The parent project, ClairCity, is an EU funded scheme looking at ways to improve wellbeing, reduce air pollution and limit carbon emissions in six cities and regions across Europe. UWE Bristol and Bristol City Council are two of the 16 partners involved in the project.
The launch of the game coincides with the beginning of a six month engagement period by Bristol City Council, which will involve speaking to local people, businesses and organisations to inform the upcoming Clean Air Plan.
Bristol Mayor Marvin Rees said: “The ClairCity project’s new game is an exciting and different way of getting people involved in the conversation about air quality. This is a massive issue facing Bristol with our residents and visitors at risk from unacceptable levels of pollution.

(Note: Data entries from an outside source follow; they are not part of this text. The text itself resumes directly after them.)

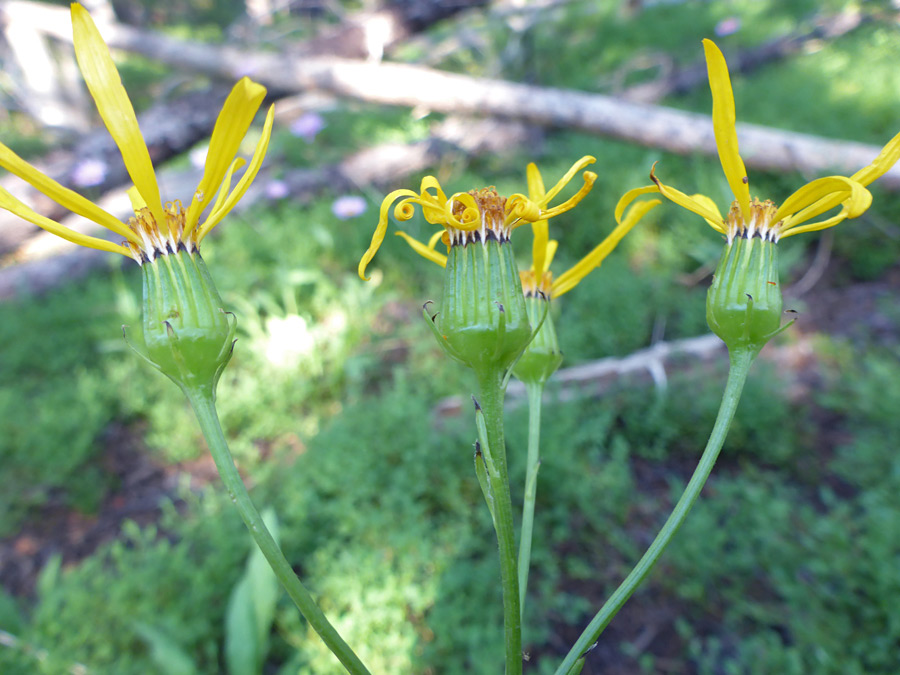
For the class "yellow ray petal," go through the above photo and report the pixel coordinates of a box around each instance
[850,129,900,185]
[210,157,247,219]
[72,3,166,234]
[394,230,447,267]
[525,162,550,279]
[691,192,725,234]
[428,230,447,250]
[550,199,662,298]
[772,176,872,226]
[703,40,750,223]
[613,185,659,224]
[538,239,559,268]
[652,171,725,232]
[538,155,597,207]
[541,171,597,219]
[0,143,140,244]
[772,176,872,237]
[185,77,266,234]
[778,206,850,239]
[357,188,419,281]
[772,134,900,231]
[0,187,132,258]
[197,106,275,242]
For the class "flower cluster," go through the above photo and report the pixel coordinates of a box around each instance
[359,155,597,279]
[0,3,273,264]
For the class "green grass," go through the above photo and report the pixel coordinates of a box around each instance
[0,0,900,675]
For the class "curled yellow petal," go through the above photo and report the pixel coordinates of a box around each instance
[197,106,275,242]
[772,176,872,237]
[652,165,725,232]
[613,185,659,225]
[691,192,726,234]
[539,155,597,207]
[394,230,447,267]
[850,129,900,185]
[72,3,167,234]
[185,77,266,234]
[538,239,559,270]
[0,187,132,258]
[541,172,597,218]
[772,176,872,230]
[551,199,662,298]
[357,188,419,281]
[703,40,750,223]
[525,162,550,278]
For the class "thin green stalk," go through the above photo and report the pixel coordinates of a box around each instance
[478,372,522,675]
[519,381,544,616]
[556,349,757,675]
[185,387,369,675]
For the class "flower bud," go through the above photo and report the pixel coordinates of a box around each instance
[131,249,236,393]
[513,270,562,384]
[706,201,784,353]
[432,236,531,373]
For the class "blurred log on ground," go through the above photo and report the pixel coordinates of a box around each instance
[0,118,533,301]
[0,84,236,256]
[621,8,866,103]
[434,335,725,418]
[0,0,486,256]
[21,3,900,190]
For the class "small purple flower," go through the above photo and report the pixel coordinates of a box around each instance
[188,145,209,169]
[70,159,109,187]
[289,113,325,143]
[331,195,367,220]
[265,178,290,199]
[714,16,741,37]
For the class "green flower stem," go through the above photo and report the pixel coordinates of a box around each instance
[476,369,522,675]
[556,349,759,675]
[519,382,544,615]
[184,387,369,675]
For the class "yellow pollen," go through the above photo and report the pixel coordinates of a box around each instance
[447,185,509,245]
[519,270,553,298]
[123,200,198,265]
[725,197,781,242]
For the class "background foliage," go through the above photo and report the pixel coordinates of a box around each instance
[0,0,900,675]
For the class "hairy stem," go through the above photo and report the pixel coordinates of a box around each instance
[519,382,544,616]
[478,373,522,675]
[185,387,369,675]
[556,349,757,675]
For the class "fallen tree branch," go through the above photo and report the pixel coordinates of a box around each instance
[19,2,900,190]
[620,8,867,103]
[0,119,531,301]
[434,335,725,417]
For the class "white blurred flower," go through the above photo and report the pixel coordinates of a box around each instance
[70,159,109,187]
[188,145,209,169]
[265,178,290,199]
[331,195,367,220]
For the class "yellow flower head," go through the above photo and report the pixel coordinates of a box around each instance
[616,40,900,242]
[0,3,273,264]
[359,155,597,279]
[519,163,661,298]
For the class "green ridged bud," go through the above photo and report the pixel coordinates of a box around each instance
[513,280,563,384]
[431,234,531,372]
[132,250,236,394]
[706,201,784,353]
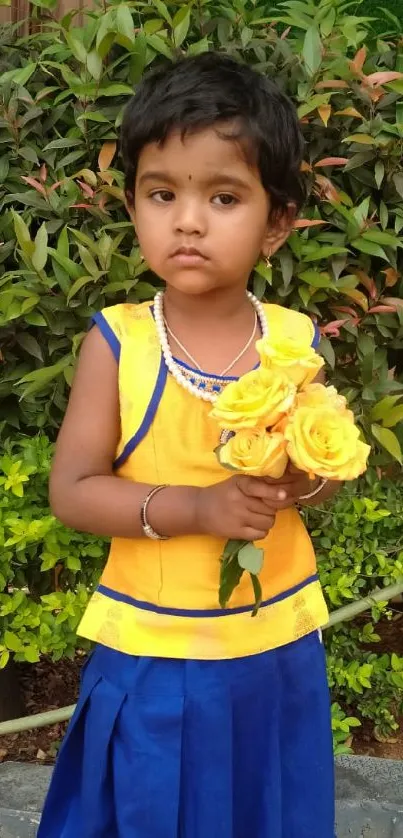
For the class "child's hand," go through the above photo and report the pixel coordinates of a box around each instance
[195,475,275,541]
[265,464,314,512]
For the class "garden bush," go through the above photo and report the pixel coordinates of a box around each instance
[0,0,403,742]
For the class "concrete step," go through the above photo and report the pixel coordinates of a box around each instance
[0,757,403,838]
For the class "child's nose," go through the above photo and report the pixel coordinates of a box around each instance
[175,200,207,236]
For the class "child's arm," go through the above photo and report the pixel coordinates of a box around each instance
[50,326,274,540]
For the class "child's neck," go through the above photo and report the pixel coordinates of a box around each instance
[164,286,251,328]
[164,288,261,376]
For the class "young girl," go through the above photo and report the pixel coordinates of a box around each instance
[39,53,335,838]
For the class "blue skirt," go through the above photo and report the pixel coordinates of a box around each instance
[38,632,334,838]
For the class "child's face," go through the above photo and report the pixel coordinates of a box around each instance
[131,126,290,294]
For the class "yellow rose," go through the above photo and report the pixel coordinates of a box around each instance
[210,369,296,431]
[218,428,288,480]
[295,384,347,411]
[284,406,370,480]
[256,334,325,387]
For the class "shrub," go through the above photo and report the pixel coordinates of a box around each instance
[0,436,105,668]
[0,0,403,452]
[0,0,403,747]
[306,481,403,748]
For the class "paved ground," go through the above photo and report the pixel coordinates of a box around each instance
[0,757,403,838]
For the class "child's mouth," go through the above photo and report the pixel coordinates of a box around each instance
[170,247,207,268]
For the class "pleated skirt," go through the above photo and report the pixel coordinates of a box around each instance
[38,632,334,838]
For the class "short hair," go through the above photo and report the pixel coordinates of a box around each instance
[120,52,305,214]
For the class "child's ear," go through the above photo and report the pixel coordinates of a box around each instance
[262,204,297,256]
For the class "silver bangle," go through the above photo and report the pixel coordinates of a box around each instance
[299,477,329,501]
[140,484,168,541]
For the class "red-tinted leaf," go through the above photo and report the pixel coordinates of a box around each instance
[315,79,349,90]
[350,47,367,76]
[320,318,349,338]
[354,270,378,300]
[334,108,364,119]
[77,180,95,198]
[21,175,46,195]
[292,218,329,230]
[365,70,403,87]
[381,297,403,310]
[340,288,368,311]
[318,105,332,128]
[315,175,340,203]
[98,142,116,172]
[50,180,64,192]
[314,157,349,169]
[382,268,399,288]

“We are working hard to tackle the issue but we need everyone to work together and be aware of what we can all do to contribute to making a positive change. As well as being entertaining, this game will also provide us with an alternative insight into what people might like to see happening in our city to make it a healthier place.”
UWE Bristol academics developed ClairCity Skylines at PlayWest, a games studio based at the University that works with industry partners to apply games technology to real world problems.
Andy King, leading the game design for ClairCity Skylines and Associate Professor – Technology & Innovation at UWE Bristol, said: “We know that computer games by themselves won’t save the world, but they offer an exciting, engaging way to get lots of people involved in finding solutions for some of the problems we face around air pollution and city development.”
Bristol is the first of the cities and regions to be gamified within ClairCity. Five other areas around Europe will also get their own bespoke game to play, so that the project can map the different choices that residents make and quantify the impact those choices would have on each region.